Well, for me, it all began with this little fellow. This adorable organism — well, I think it’s adorable — is called Tetrahymena and it’s a single-celled creature. It’s also been known as pond scum. So that’s right, my career started with pond scum.

Now, it was no surprise I became a scientist. Growing up far away from here, as a little girl I was deadly curious about everything alive. I used to pick up lethally poisonous stinging jellyfish and sing to them.

And so starting my career, I was deadly curious about fundamental mysteries of the most basic building blocks of life, and I was fortunate to live in a society where that curiosity was valued.

Now, for me, this little pond scum critter Tetrahymena was a great way to study the fundamental mystery. I was most curious about: those bundles of DNA in our cells called chromosomes.
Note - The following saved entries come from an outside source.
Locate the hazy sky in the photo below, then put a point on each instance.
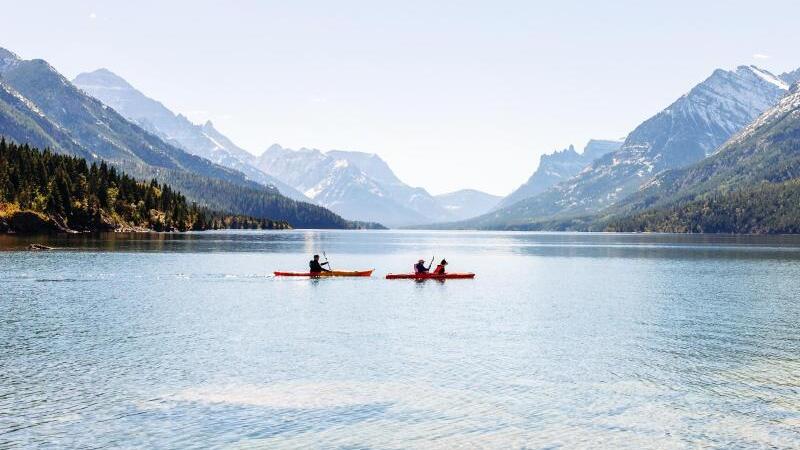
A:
(453, 94)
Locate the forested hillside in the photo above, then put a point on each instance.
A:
(43, 191)
(766, 209)
(41, 108)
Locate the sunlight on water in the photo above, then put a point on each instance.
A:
(616, 341)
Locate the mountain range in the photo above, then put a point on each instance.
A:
(722, 157)
(355, 185)
(41, 107)
(201, 140)
(688, 130)
(559, 166)
(749, 185)
(362, 186)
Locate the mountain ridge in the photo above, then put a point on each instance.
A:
(686, 131)
(40, 106)
(176, 129)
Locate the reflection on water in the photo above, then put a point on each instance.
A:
(563, 340)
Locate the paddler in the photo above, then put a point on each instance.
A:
(439, 270)
(419, 267)
(315, 266)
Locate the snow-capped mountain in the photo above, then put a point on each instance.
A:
(791, 77)
(685, 132)
(356, 184)
(42, 108)
(558, 167)
(201, 140)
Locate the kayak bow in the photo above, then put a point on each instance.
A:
(429, 276)
(333, 273)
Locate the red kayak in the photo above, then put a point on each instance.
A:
(429, 276)
(332, 273)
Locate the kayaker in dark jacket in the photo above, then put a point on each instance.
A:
(419, 267)
(315, 266)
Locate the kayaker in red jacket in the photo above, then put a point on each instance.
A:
(314, 265)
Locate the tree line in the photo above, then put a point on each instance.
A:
(96, 197)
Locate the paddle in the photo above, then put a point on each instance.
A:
(326, 260)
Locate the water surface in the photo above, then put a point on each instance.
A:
(562, 340)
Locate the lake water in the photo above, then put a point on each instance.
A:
(562, 340)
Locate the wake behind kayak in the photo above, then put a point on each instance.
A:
(429, 276)
(332, 273)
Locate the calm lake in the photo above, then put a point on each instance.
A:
(562, 340)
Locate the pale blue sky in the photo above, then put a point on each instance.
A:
(452, 94)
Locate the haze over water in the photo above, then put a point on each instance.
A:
(562, 340)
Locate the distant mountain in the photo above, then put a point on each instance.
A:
(791, 77)
(467, 203)
(684, 133)
(336, 182)
(201, 140)
(750, 185)
(559, 167)
(41, 107)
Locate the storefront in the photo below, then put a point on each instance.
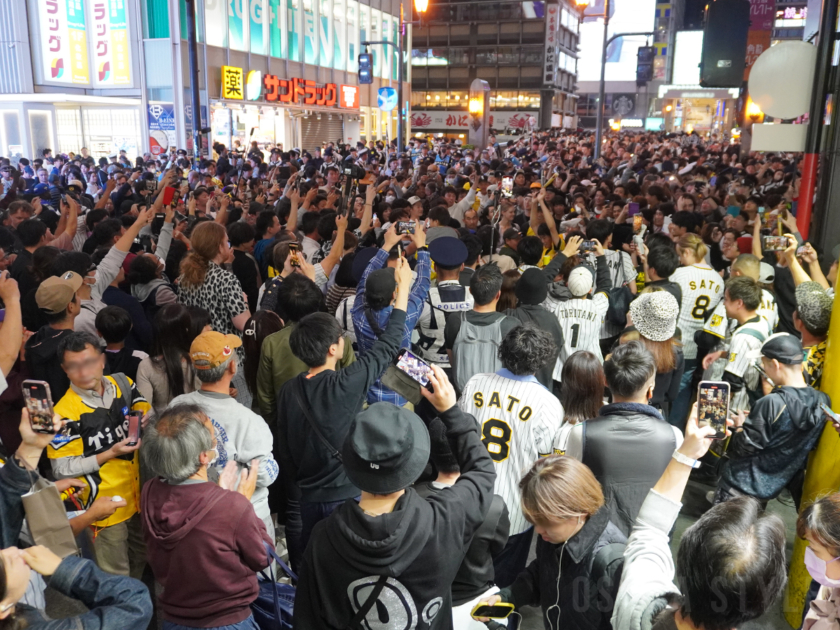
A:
(292, 112)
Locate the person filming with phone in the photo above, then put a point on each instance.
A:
(770, 447)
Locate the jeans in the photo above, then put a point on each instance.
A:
(247, 624)
(511, 562)
(679, 408)
(313, 513)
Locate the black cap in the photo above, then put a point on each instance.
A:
(386, 449)
(783, 347)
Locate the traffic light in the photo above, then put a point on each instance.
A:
(365, 68)
(644, 64)
(725, 43)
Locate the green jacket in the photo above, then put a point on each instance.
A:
(278, 364)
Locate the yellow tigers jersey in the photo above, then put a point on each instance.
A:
(94, 430)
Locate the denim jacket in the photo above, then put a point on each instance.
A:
(114, 601)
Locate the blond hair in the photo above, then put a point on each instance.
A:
(559, 487)
(693, 243)
(205, 240)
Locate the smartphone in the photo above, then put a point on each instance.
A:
(168, 195)
(507, 187)
(405, 227)
(414, 366)
(134, 427)
(775, 243)
(501, 610)
(713, 406)
(294, 252)
(36, 395)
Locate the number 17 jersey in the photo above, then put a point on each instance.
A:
(518, 421)
(702, 289)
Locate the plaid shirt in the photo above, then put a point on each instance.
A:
(365, 337)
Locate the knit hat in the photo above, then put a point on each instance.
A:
(813, 305)
(531, 288)
(580, 281)
(655, 315)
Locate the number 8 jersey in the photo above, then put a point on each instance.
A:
(518, 420)
(702, 289)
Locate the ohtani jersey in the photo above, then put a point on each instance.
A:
(94, 430)
(519, 420)
(718, 323)
(445, 298)
(581, 321)
(702, 289)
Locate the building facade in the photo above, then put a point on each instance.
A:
(114, 74)
(526, 51)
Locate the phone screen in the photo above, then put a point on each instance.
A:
(414, 366)
(713, 406)
(38, 399)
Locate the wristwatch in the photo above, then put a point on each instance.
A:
(693, 463)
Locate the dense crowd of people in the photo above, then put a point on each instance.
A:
(407, 364)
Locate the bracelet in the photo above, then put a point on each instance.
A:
(692, 463)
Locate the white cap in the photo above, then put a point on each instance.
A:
(580, 282)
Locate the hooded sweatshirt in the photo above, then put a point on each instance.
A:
(419, 547)
(204, 545)
(44, 364)
(779, 434)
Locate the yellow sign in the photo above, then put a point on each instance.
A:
(232, 83)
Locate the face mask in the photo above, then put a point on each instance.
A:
(816, 567)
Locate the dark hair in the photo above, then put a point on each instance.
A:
(259, 326)
(530, 250)
(663, 260)
(171, 328)
(599, 229)
(297, 297)
(485, 283)
(113, 323)
(582, 387)
(440, 451)
(311, 339)
(732, 564)
(240, 233)
(628, 369)
(745, 289)
(77, 342)
(526, 349)
(31, 231)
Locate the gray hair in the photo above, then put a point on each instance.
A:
(172, 446)
(212, 375)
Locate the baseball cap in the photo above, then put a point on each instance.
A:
(210, 349)
(386, 449)
(55, 293)
(580, 281)
(783, 347)
(655, 315)
(380, 285)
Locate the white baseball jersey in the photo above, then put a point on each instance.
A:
(581, 321)
(702, 289)
(519, 420)
(718, 324)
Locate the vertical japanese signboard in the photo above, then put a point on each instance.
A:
(64, 48)
(109, 42)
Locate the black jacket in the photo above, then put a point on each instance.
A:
(43, 361)
(586, 593)
(335, 398)
(419, 546)
(627, 447)
(476, 574)
(779, 434)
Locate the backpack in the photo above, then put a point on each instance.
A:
(476, 350)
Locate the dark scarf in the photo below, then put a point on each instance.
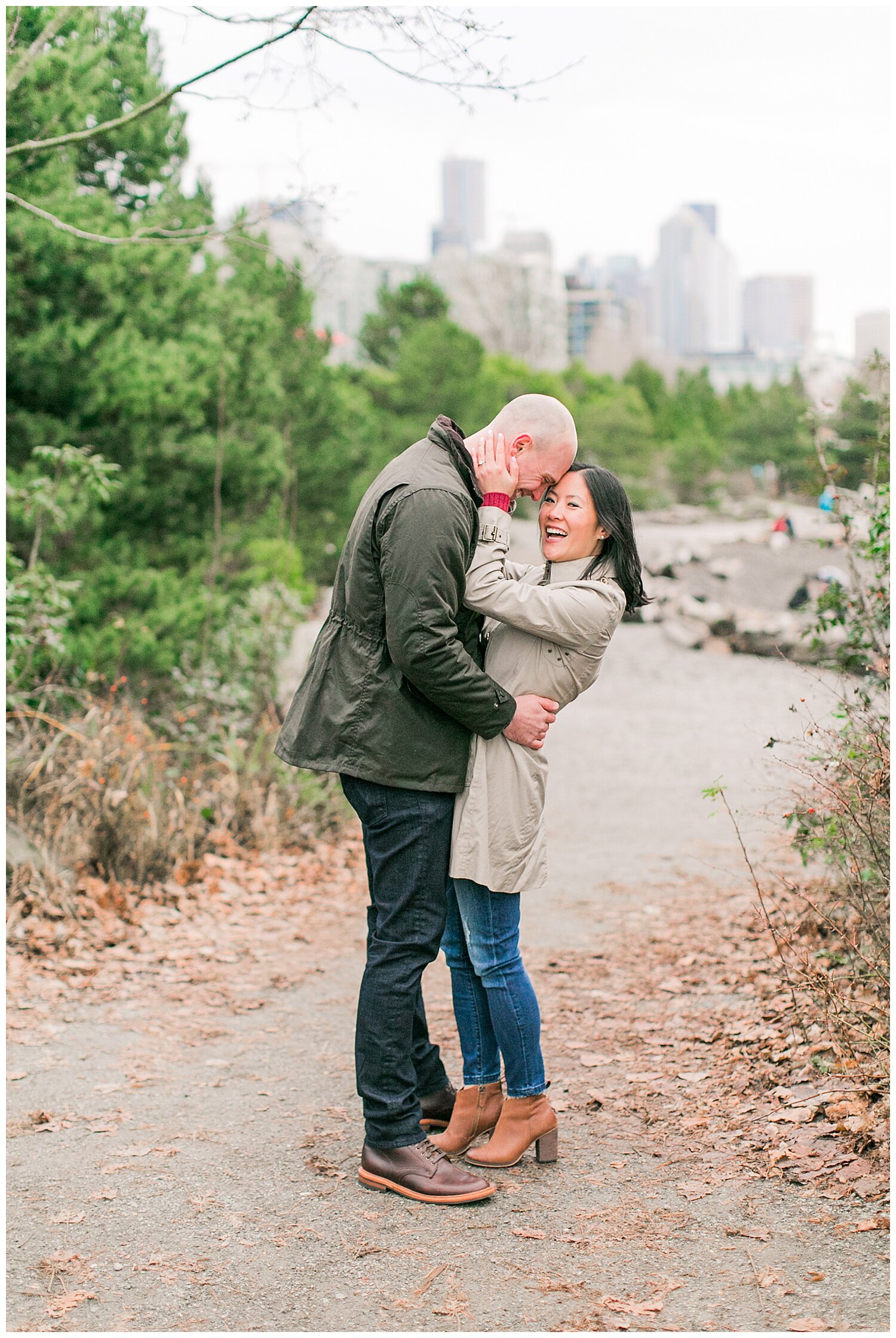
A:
(446, 434)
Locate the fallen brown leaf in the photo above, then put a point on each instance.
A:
(60, 1306)
(320, 1166)
(751, 1233)
(631, 1308)
(693, 1190)
(428, 1281)
(867, 1225)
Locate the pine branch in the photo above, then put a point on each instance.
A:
(36, 47)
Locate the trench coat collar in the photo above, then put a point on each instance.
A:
(575, 569)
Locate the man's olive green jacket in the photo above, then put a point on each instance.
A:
(395, 687)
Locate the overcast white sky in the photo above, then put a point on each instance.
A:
(779, 115)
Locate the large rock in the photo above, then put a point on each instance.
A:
(689, 633)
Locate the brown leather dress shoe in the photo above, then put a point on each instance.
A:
(524, 1121)
(421, 1173)
(438, 1108)
(477, 1111)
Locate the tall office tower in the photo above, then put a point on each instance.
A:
(463, 205)
(708, 214)
(872, 336)
(698, 293)
(777, 314)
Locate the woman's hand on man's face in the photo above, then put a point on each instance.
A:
(496, 469)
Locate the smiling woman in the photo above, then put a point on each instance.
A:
(547, 633)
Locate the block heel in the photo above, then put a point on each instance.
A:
(546, 1147)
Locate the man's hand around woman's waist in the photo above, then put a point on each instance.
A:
(533, 720)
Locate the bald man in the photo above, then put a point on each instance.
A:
(394, 692)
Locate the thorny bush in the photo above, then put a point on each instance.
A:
(832, 928)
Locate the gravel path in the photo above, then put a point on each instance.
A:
(188, 1130)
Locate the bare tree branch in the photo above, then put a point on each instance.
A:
(29, 58)
(154, 102)
(143, 236)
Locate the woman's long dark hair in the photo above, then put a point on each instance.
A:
(614, 514)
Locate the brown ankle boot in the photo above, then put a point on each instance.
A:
(477, 1111)
(524, 1121)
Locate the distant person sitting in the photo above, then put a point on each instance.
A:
(818, 584)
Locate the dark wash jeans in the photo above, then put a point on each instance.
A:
(407, 842)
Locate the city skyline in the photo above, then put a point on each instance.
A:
(777, 115)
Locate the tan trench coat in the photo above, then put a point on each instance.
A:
(542, 639)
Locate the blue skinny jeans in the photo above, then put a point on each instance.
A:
(495, 1004)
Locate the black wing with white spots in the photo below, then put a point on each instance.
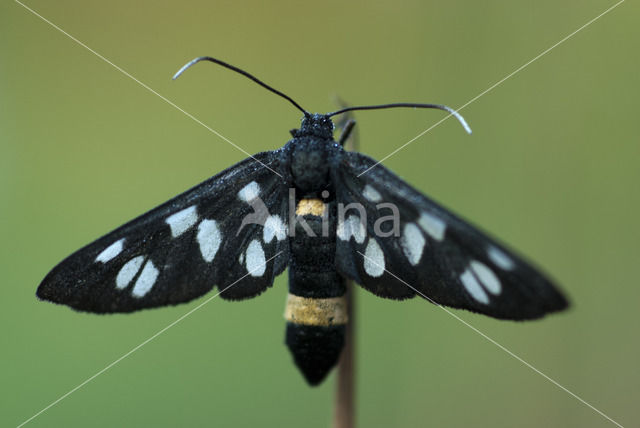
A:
(433, 253)
(181, 249)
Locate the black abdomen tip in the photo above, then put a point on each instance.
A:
(315, 349)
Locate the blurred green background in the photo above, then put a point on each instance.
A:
(552, 169)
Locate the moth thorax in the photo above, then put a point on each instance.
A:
(309, 164)
(326, 312)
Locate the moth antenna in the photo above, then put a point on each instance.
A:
(394, 105)
(244, 73)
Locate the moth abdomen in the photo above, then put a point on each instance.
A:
(316, 311)
(315, 333)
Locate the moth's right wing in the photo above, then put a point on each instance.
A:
(181, 249)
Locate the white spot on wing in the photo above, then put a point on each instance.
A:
(412, 243)
(500, 258)
(274, 227)
(473, 287)
(256, 262)
(486, 277)
(209, 238)
(111, 251)
(146, 280)
(181, 221)
(371, 194)
(352, 226)
(128, 271)
(373, 259)
(249, 192)
(434, 226)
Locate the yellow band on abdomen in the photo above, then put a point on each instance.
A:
(311, 206)
(310, 311)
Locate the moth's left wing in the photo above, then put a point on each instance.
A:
(431, 252)
(181, 249)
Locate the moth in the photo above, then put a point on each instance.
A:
(329, 215)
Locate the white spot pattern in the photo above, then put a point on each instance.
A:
(500, 258)
(146, 280)
(209, 239)
(373, 259)
(274, 227)
(111, 251)
(434, 226)
(128, 271)
(249, 192)
(352, 226)
(486, 277)
(412, 243)
(256, 262)
(181, 221)
(371, 194)
(473, 287)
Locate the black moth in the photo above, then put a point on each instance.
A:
(329, 215)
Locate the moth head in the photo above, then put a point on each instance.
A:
(315, 125)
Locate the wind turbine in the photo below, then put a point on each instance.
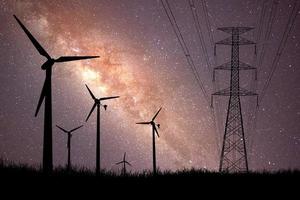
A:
(124, 162)
(46, 94)
(69, 142)
(154, 130)
(97, 102)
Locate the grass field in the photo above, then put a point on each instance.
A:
(10, 169)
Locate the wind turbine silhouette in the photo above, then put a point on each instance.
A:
(98, 104)
(154, 130)
(69, 142)
(124, 162)
(46, 94)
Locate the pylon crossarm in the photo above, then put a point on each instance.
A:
(242, 66)
(239, 30)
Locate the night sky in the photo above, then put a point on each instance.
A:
(142, 61)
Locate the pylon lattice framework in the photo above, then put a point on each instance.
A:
(234, 153)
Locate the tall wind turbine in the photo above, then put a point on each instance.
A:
(154, 130)
(97, 102)
(69, 142)
(46, 94)
(124, 162)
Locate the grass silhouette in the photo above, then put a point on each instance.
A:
(10, 169)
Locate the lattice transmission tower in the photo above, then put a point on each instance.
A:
(234, 153)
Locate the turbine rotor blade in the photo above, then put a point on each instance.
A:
(91, 112)
(119, 163)
(128, 163)
(155, 130)
(74, 58)
(92, 95)
(62, 129)
(124, 156)
(42, 96)
(36, 44)
(76, 128)
(107, 98)
(143, 123)
(156, 114)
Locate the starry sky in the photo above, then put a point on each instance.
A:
(142, 61)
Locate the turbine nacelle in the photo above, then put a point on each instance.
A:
(98, 101)
(48, 64)
(152, 123)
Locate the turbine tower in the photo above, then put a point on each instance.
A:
(154, 130)
(124, 163)
(69, 142)
(97, 102)
(46, 94)
(234, 153)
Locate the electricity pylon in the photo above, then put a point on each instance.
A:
(234, 153)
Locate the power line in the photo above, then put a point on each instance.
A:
(288, 28)
(199, 31)
(183, 45)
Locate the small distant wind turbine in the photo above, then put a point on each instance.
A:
(154, 130)
(97, 102)
(69, 142)
(46, 94)
(124, 162)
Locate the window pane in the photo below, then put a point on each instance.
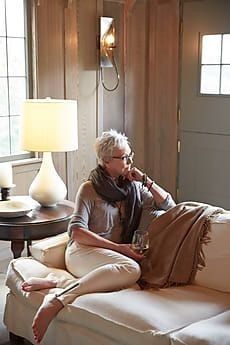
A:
(211, 49)
(4, 137)
(3, 97)
(226, 49)
(210, 79)
(17, 90)
(2, 18)
(225, 80)
(16, 56)
(15, 18)
(15, 139)
(3, 65)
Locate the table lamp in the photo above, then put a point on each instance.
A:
(49, 125)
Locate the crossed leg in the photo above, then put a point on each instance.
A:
(100, 270)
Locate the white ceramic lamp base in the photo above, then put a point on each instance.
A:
(47, 188)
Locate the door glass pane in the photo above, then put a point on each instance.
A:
(3, 97)
(15, 137)
(4, 137)
(211, 49)
(16, 56)
(3, 65)
(17, 91)
(225, 80)
(2, 18)
(15, 18)
(226, 49)
(210, 79)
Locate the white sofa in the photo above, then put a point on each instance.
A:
(196, 314)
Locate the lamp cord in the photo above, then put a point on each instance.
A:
(117, 75)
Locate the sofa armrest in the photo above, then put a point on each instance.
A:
(216, 273)
(51, 251)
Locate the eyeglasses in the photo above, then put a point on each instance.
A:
(128, 158)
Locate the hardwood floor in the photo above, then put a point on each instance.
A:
(4, 338)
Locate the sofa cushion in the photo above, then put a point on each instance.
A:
(154, 312)
(51, 251)
(213, 331)
(216, 273)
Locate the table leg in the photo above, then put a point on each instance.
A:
(17, 248)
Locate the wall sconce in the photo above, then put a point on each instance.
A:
(107, 45)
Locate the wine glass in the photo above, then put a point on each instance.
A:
(140, 241)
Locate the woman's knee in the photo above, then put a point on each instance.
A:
(133, 269)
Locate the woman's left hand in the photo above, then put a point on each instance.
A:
(134, 174)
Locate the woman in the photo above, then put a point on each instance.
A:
(115, 201)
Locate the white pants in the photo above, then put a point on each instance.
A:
(98, 270)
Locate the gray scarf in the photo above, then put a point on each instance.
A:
(112, 192)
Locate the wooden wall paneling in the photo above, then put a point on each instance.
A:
(113, 101)
(50, 59)
(135, 79)
(163, 92)
(71, 88)
(87, 86)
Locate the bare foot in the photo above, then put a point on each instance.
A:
(45, 314)
(34, 283)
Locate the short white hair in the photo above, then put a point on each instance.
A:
(106, 143)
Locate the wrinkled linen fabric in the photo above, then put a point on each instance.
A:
(176, 240)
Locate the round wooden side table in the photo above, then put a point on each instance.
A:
(39, 223)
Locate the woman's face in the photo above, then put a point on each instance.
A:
(120, 163)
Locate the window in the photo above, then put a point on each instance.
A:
(215, 64)
(13, 75)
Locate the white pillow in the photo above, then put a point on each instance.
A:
(51, 251)
(216, 273)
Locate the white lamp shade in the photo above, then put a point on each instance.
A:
(49, 125)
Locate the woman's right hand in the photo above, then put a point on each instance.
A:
(128, 251)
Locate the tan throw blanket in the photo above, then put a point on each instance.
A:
(176, 240)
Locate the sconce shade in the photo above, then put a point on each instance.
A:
(49, 125)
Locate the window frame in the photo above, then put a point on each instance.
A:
(219, 94)
(29, 58)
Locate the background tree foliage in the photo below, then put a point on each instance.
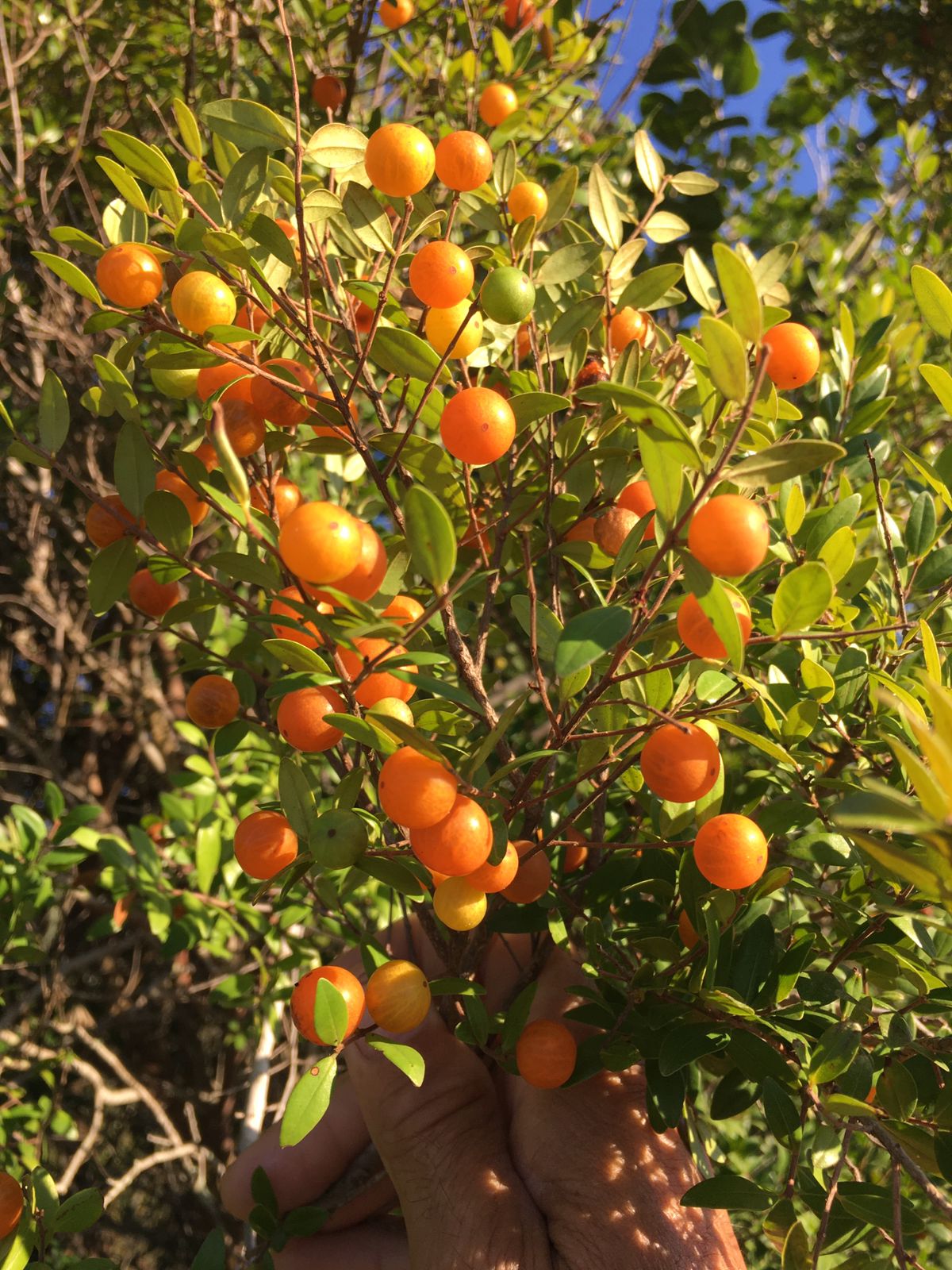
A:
(139, 983)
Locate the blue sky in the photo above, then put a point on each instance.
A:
(774, 69)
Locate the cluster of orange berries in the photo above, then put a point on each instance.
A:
(397, 1000)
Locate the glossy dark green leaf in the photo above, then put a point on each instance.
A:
(54, 414)
(109, 573)
(309, 1100)
(405, 1058)
(429, 537)
(588, 637)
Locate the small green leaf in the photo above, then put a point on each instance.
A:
(168, 521)
(133, 468)
(296, 798)
(647, 287)
(693, 184)
(835, 1052)
(244, 186)
(329, 1013)
(429, 537)
(248, 125)
(700, 281)
(784, 461)
(568, 264)
(403, 353)
(647, 162)
(739, 292)
(588, 637)
(666, 228)
(144, 160)
(367, 217)
(603, 207)
(336, 145)
(405, 1058)
(941, 384)
(188, 127)
(70, 275)
(54, 418)
(935, 300)
(725, 357)
(727, 1191)
(803, 596)
(109, 573)
(531, 406)
(715, 601)
(309, 1100)
(78, 1213)
(211, 1255)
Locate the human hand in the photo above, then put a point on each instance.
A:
(489, 1172)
And it was because I was curious about the very ends of chromosomes, known as telomeres.

Now, when I started my quest, all we knew was that they helped protect the ends of chromosomes. It was important when cells divide.

It was really important, but I wanted to find out what telomeres consisted of, and for that, I needed a lot of them. And it so happens that cute little Tetrahymena has a lot of short linear chromosomes, around 20,000, so lots of telomeres.